2. Make plans for your money
Begin by drafting a comprehensive list of your financial goals, from short term and midrange to long term. Don't assume that your spouse wants to purchase a lavish home, head out for fine dining once a week and take an annual vacation to the Bahamas because that's what you had in mind.
Next, you'll want to create a spending plan that incorporates your financial goals. Not enough income to even come close to meeting any of your objectives? You can either adjust your goals or find ways to earn more income.
Don't expect to nail your budget the first time around. It may require occasional tweaks, but you must start somewhere.
3. Discuss debts
I know, this can be very painful to do, especially if you have more than $100,000 in student loan debt from medical school and your spouse went to college on a full ride.
Each of your debts could become a joint responsibility. But that doesn't mean hard feelings won't arise if one spouse carries the bulk of the weight because of the other's poor decisions in the past -- particularly if one spouse has a lot of credit card debt.
But the key is to develop an understanding from the start about how debts will be paid off. If that plan doesn't work, keep talking and make adjustments.
4. Sift through those policies
If your partner falls ill, will your income be sufficient to pay the bills until they return to work? Even worse, what if he or she dies? Are there plans in place to cover future household expenses and pay for college, assuming children are in the picture?
When you tie the knot, these are things that must be considered. You need adequate health insurance and some form of disability coverage to carry your family through a long illness.

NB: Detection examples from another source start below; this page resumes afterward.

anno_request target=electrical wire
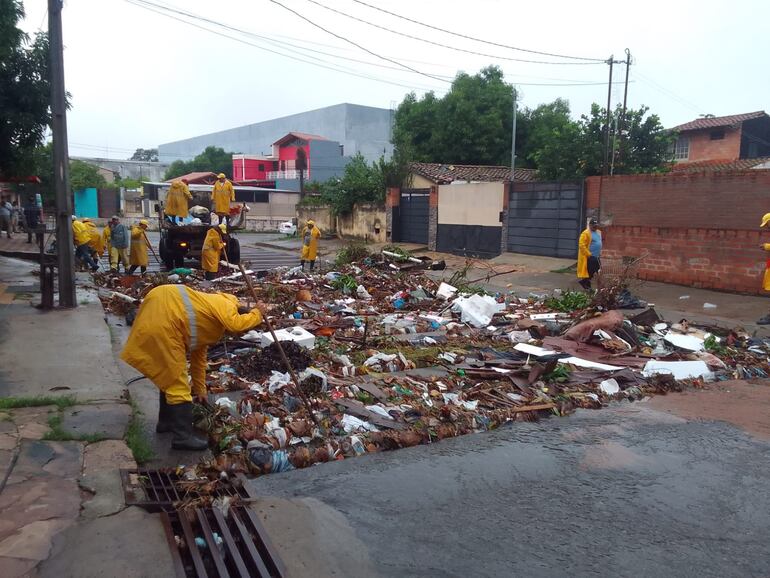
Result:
[353,0,607,64]
[270,0,449,82]
[304,0,606,65]
[125,0,440,91]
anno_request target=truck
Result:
[155,185,243,270]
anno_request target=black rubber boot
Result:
[167,401,209,451]
[155,391,171,433]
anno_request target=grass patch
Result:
[0,395,76,409]
[126,399,155,466]
[43,413,105,444]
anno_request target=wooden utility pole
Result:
[48,0,77,307]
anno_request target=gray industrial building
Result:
[158,103,393,162]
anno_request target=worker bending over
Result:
[211,173,235,225]
[299,219,321,271]
[128,219,150,275]
[120,285,262,450]
[163,179,192,224]
[201,223,227,281]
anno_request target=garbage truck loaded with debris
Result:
[143,181,252,270]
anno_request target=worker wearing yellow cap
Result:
[128,219,150,275]
[299,219,321,271]
[120,285,262,450]
[211,173,235,225]
[201,223,227,281]
[757,213,770,325]
[163,179,192,223]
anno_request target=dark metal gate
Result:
[508,182,583,258]
[394,189,430,245]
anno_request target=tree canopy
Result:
[0,0,51,178]
[128,149,158,162]
[393,66,672,180]
[166,146,233,180]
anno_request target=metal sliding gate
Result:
[508,182,584,258]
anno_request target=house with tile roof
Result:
[671,110,770,172]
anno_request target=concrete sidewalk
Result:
[0,258,173,578]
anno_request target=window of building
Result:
[671,136,690,161]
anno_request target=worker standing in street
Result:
[128,219,150,275]
[120,285,262,450]
[163,179,192,224]
[211,173,235,226]
[577,217,602,291]
[299,219,321,271]
[110,215,130,273]
[757,213,770,325]
[72,215,99,271]
[201,223,227,281]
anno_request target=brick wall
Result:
[589,166,770,294]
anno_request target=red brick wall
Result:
[601,171,770,293]
[680,128,741,162]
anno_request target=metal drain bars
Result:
[120,469,253,512]
[161,506,285,578]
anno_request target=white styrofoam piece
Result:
[559,357,625,371]
[513,343,556,357]
[262,326,315,349]
[642,359,711,379]
[663,331,703,351]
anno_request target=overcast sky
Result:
[19,0,770,160]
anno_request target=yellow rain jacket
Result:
[164,179,192,217]
[72,221,91,247]
[577,229,591,279]
[299,225,321,261]
[102,225,112,255]
[762,243,770,291]
[211,179,235,215]
[128,225,150,267]
[201,228,225,273]
[120,285,262,404]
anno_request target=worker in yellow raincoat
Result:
[120,285,262,450]
[128,219,150,275]
[83,217,104,262]
[299,219,321,271]
[757,213,770,325]
[577,218,602,291]
[201,223,227,281]
[163,179,192,223]
[72,215,99,271]
[211,173,235,225]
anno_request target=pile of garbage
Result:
[93,248,770,475]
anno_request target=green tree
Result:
[393,66,518,165]
[166,146,233,180]
[128,149,158,162]
[70,161,107,191]
[0,0,51,177]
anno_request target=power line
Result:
[125,0,446,90]
[300,0,603,65]
[353,0,606,64]
[270,0,449,82]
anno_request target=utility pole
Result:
[618,48,631,169]
[511,88,516,173]
[602,54,615,175]
[48,0,77,307]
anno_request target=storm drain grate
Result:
[120,469,253,512]
[161,506,285,578]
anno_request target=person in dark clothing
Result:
[24,195,44,245]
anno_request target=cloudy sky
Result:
[19,0,770,160]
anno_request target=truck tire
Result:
[227,237,241,265]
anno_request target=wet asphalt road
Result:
[95,231,299,272]
[252,403,770,578]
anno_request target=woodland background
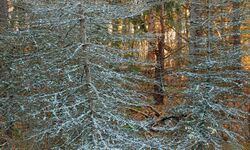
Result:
[0,0,250,150]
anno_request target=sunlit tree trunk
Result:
[0,0,8,29]
[154,5,165,104]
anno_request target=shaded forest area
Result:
[0,0,250,150]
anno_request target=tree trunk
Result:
[154,5,165,104]
[0,0,8,32]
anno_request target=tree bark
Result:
[154,5,165,104]
[0,0,8,32]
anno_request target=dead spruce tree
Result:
[3,0,164,149]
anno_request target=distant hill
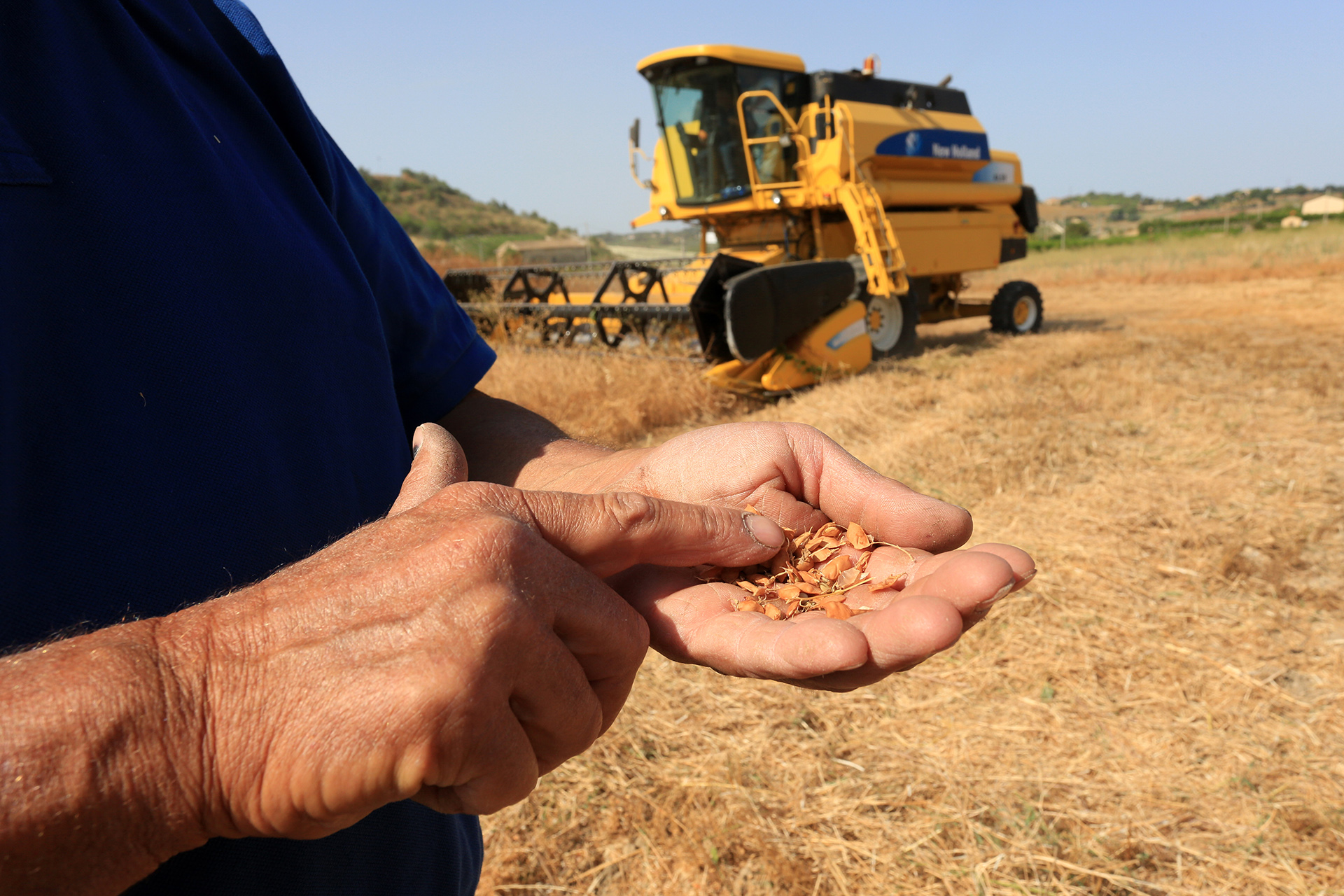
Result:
[359,168,573,241]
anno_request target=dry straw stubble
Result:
[481,225,1344,896]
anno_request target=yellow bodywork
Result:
[623,44,1026,392]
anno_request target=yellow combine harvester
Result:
[445,44,1042,392]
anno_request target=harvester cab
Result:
[445,44,1042,392]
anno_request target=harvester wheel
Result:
[989,279,1046,336]
[868,293,919,361]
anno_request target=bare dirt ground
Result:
[479,235,1344,896]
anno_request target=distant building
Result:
[1302,193,1344,215]
[495,239,589,265]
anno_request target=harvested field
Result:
[479,228,1344,896]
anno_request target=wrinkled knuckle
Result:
[602,491,662,531]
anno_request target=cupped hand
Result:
[159,424,783,837]
[599,423,1035,690]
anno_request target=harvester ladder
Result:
[839,180,910,295]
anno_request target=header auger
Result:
[445,44,1042,392]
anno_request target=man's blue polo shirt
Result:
[0,0,493,896]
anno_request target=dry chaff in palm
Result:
[695,504,909,620]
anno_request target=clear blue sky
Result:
[248,0,1344,232]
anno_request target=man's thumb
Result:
[387,423,466,516]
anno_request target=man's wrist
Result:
[0,621,209,892]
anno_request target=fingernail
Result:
[976,582,1015,610]
[742,513,783,551]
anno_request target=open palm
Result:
[610,423,1035,690]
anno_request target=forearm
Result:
[440,391,642,491]
[0,621,206,893]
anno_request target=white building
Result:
[1302,193,1344,215]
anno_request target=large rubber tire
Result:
[868,290,919,361]
[989,279,1046,336]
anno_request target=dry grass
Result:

You also want to have life insurance in place, particularly if you have children, to replace income if one of you dies. Term life policies are usually the better and much more affordable option.
5. Beef up your nest egg
I've emphasized the power of compounding interest time and again in my posts. The earlier you start saving for retirement, the better off you'll be, assuming you don’t start borrowing or taking withdrawals from your accounts.
So don't neglect retirement planning or you'll find yourself working well beyond your desired years. Besides, who wants to watch their partner enjoying their retirement years while they continue to work because they didn't plan well?
6. Enjoy your union
You didn't jump the broom to spend an eternity quarreling about financial issues. If you put in the work to be in accordance with your mate at the beginning of your union, the marriage will be off to a great start, financially.